The Federal Reserve building is seen before the Federal Reserve board is expected to signal plans to raise interest rates in March as it focuses on fighting inflation in Washington, January 26, 2022.
Joshua Roberts | Reuters
If there was any question about where the Federal Reserve stands on the key issue of the day — inflation — two important officials brought even more clarity on Tuesday.
Fed Governor Lael Brainard and San Francisco Fed President Mary Daly both issued comments that showed they both envision higher rates and, in the former’s case, an aggressive drawdown of the assets the central bank is holding on its balance sheet.
“It is of paramount importance to get inflation down,” Brainard said during a Minneapolis Fed webinar. The Federal Open Market Committee, which sets interest rates, “will continue tightening monetary policy methodically through a series of interest rate increases and by starting to reduce the balance sheet at a rapid pace as soon as our May meeting.”
The comments helped knock down a positive opening on Wall Street that ultimately turned into a nearly 1% loss for the Dow Jones Industrial Average. The more aggressive Fed chatter also comes as the 30-year fixed mortgage rate topped 5%, a key threshold which could slow the housing market.
Later in the day, Daly said inflation running at a 40-year high “is as harmful as not having a job.” Speaking to the the Native American Finance Officers Association, she assured the group that the Fed is on the case.
“Most Americans, most people, most businesses, hopefully people in tribal nations, you all have confidence that we’re not going to let this go forever,” Daly said. “But if you don’t have that confidence, let me give it to you.”
She assured those in attendance several times that interest rates are heading higher, though she added that she doesn’t think it will cause a recession.
Raising rates “is what is necessary to ensure that again, [you] go to bed at night, you’re not worrying about whether prices will be higher, considerably higher tomorrow,” Daly added.
The Fed already has enacted its first rate hike of the year, a 0.25 percentage point move in March.

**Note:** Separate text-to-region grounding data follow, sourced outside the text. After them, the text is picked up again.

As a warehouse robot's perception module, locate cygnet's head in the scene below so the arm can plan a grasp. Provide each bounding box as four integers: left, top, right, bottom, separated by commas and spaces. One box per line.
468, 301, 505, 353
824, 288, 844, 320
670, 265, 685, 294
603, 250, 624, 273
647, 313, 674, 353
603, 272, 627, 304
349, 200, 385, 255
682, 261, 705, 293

Markets expect increases at each of the six remaining meetings this year, possibly totaling 2.5 percentage points.
What made the two officials’ comments more striking is that they are considered to be in the camp of Fed “doves” — meaning that they usually favor low rates and less restrictive policies. That they both see a rather urgent need to tighten underscores how seriously the Fed is taking the threat.
Brainard’s voice carries a little extra heft in that she has been nominated to be vice chair of the FOMC, a position that makes her the top lieutenant for Chairman Jerome Powell.
Brainard said she expects the Fed’s $9 trillion balance sheet to “shrink considerably more rapidly” than was the case during the last rundown in 2017-19. In that episode, the Fed allowed $50 billion a month in proceeds from maturing bonds to roll off while reinvesting the rest. Her comments opened the door to what many economists expect to be a monthly roll-off around $80 billion to $100 billion.
Reducing the balance sheet “will contribute to monetary policy tightening over and above the expected increases in the policy rate,” Brainard added.
“Currently, inflation is much too high and is subject to upside risks. The Committee is prepared to take stronger action if indicators of inflation and inflation expectations indicate that such action is warranted,” she added.
Daly echoed the idea that the balance sheet reduction could start in May, adding that the Fed’s commitment to fighting inflation “will mean interest rates go up.”
“But inflation, what people are paying day in and day out is on the minds of everyone, they go to bed at night thinking about it wake up in the morning thinking about rent, transportation, gas prices, food prices, so we as a Federal Reserve are on a path to raise the interest rates,” she said.